This article makes it clear that a party must take the action to move a case to final disposition, not the trial judge.4 We can find no jurisprudence, and Ar-gence cites none, that states that the rendition of a judgment by a trial judge interrupts the three-year abandonment period. Further, a motion to enroll as counsel of record is not a step in the prosecution of a case. London Livery, Ltd. v. Brinks, 08-0230, p. 3 (La.App. 4 Cir. 12/10/08), 3 So.3d 13, 15, citing Brumfield v.
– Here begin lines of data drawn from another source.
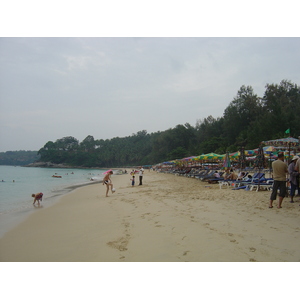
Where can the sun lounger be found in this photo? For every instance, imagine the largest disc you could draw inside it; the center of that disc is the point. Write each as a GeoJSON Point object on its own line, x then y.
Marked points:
{"type": "Point", "coordinates": [202, 175]}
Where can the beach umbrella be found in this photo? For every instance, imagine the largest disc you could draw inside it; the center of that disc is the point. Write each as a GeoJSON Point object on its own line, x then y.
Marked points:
{"type": "Point", "coordinates": [284, 143]}
{"type": "Point", "coordinates": [211, 156]}
{"type": "Point", "coordinates": [226, 161]}
{"type": "Point", "coordinates": [242, 158]}
{"type": "Point", "coordinates": [234, 154]}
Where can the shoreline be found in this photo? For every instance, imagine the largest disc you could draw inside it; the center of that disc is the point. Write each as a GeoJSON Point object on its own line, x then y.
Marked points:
{"type": "Point", "coordinates": [167, 219]}
{"type": "Point", "coordinates": [10, 220]}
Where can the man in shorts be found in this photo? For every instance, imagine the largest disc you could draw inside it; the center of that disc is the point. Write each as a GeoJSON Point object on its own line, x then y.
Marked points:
{"type": "Point", "coordinates": [108, 182]}
{"type": "Point", "coordinates": [280, 169]}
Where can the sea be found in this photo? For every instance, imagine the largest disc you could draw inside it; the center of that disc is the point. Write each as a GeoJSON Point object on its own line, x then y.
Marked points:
{"type": "Point", "coordinates": [17, 184]}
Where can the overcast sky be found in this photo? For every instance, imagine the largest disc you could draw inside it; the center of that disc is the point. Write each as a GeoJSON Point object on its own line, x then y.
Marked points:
{"type": "Point", "coordinates": [113, 87]}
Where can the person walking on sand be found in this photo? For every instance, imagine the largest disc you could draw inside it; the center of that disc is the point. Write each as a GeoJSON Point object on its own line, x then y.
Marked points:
{"type": "Point", "coordinates": [37, 198]}
{"type": "Point", "coordinates": [293, 177]}
{"type": "Point", "coordinates": [280, 170]}
{"type": "Point", "coordinates": [108, 182]}
{"type": "Point", "coordinates": [141, 172]}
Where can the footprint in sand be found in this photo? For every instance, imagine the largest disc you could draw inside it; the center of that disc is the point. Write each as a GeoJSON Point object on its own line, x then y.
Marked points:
{"type": "Point", "coordinates": [119, 244]}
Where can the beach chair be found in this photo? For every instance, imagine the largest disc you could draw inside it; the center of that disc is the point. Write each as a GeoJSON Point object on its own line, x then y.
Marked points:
{"type": "Point", "coordinates": [213, 178]}
{"type": "Point", "coordinates": [208, 175]}
{"type": "Point", "coordinates": [198, 173]}
{"type": "Point", "coordinates": [202, 175]}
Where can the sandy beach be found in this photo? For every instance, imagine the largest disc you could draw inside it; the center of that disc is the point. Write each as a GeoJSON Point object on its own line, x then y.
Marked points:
{"type": "Point", "coordinates": [167, 219]}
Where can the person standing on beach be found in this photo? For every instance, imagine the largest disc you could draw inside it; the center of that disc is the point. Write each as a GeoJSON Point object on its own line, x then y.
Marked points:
{"type": "Point", "coordinates": [37, 198]}
{"type": "Point", "coordinates": [293, 177]}
{"type": "Point", "coordinates": [280, 170]}
{"type": "Point", "coordinates": [141, 172]}
{"type": "Point", "coordinates": [108, 182]}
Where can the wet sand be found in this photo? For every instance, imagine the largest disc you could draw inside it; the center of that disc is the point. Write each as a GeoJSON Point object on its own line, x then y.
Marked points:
{"type": "Point", "coordinates": [167, 219]}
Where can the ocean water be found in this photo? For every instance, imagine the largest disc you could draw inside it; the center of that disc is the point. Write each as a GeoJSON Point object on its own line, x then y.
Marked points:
{"type": "Point", "coordinates": [18, 183]}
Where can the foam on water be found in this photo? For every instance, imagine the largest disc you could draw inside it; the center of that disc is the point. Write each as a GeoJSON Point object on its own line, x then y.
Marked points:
{"type": "Point", "coordinates": [18, 183]}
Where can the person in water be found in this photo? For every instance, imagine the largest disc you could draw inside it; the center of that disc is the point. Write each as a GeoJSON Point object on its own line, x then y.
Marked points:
{"type": "Point", "coordinates": [37, 198]}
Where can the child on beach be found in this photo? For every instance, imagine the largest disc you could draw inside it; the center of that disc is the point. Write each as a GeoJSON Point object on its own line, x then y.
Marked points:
{"type": "Point", "coordinates": [108, 182]}
{"type": "Point", "coordinates": [133, 180]}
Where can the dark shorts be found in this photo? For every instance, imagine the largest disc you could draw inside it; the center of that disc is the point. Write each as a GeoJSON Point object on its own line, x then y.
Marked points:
{"type": "Point", "coordinates": [281, 185]}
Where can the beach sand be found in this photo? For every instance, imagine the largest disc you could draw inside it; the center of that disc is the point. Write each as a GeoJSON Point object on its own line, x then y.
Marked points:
{"type": "Point", "coordinates": [167, 219]}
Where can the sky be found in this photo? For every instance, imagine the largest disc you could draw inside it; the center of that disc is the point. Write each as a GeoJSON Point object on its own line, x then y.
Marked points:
{"type": "Point", "coordinates": [52, 86]}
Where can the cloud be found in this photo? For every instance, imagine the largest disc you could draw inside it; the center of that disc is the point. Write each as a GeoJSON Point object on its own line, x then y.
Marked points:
{"type": "Point", "coordinates": [108, 87]}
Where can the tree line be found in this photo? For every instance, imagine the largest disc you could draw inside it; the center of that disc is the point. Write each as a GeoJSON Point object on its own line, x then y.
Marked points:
{"type": "Point", "coordinates": [18, 158]}
{"type": "Point", "coordinates": [247, 120]}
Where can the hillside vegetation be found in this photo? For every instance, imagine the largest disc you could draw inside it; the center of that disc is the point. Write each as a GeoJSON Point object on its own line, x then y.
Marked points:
{"type": "Point", "coordinates": [248, 120]}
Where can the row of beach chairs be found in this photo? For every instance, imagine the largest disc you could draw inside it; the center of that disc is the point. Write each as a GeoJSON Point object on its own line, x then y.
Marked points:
{"type": "Point", "coordinates": [257, 182]}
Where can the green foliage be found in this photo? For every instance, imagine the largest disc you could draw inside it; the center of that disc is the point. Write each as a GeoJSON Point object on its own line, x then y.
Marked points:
{"type": "Point", "coordinates": [246, 122]}
{"type": "Point", "coordinates": [18, 158]}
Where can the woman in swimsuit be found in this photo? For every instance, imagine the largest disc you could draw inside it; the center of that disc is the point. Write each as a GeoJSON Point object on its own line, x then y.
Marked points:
{"type": "Point", "coordinates": [108, 182]}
McElwee, 07-0548, p. 2 (La.App. 4 Cir. 1/16/08), 976 So.2d 234, 237.

|4The motion to set the trial filed on 8 July 2011 was filed more than three years after the draft judgment was filed on 1 July 2008 seeking the judge’s signature thereon and more than three years after the 25 June 2008 hearing.5 No action in prosecution or defense of the cause of action occurred within three years and Ar-gence’s lawsuit was indeed abandoned as of 25 June 2008. The trial court therefore did not err in granting the ex parte judgment of dismissal and concomitantly did not err in rendering judgment ex parte allowing Box to withdraw the monies placed by them in the court’s registry.

Nevertheless, we do note that the trial court erred by ordering the dismissal of Argence’s suit with prejudice. A dismissal on grounds of abandonment may only be made without prejudice. Tasch, Inc. v. Horizon Group, 08-0635, p. 4 (La.App. 4 Cir. 1/7/09), 3 So.3d 562, 565, citing DeSalvo v. Waguespack, 187 So.2d 489 (La.App. 4th Cir.1966). See La. C.C.P. arts. 2129 and 2164.

For the foregoing reasons, we amend the 15 August 2011 judgment of the trial court to dismiss Argence’s suit against Box *542without prejudice; and as amended, we affirm the judgment of the trial court. AMENDED; AS AMENDED, AFFIRMED.

. On appeal, Argence does not assert that the notice of judgment was not mailed to counsel of record.

. The service return merely reflects that the judgment was served.

. Although the judgment formally says that it is an order, the decretal language clearly demonstrates that it is a formal judgment.

. If a trial judge fails or refuses to sign or render a judgment following a trial or hearing, it is incumbent on a party to mandamus the judge to do so, and in such a case, the mandamus would likely constitute a step in the prosecution or defense of the suit.

. We know of no law or jurisprudence that requires that a proposed judgment be formally filed in the trial court record. See and cf., Uniform District Court Rule 9.5. Therefore, the hearing date of 25 June 2008 is the appropriate date from which the three years commenced to run.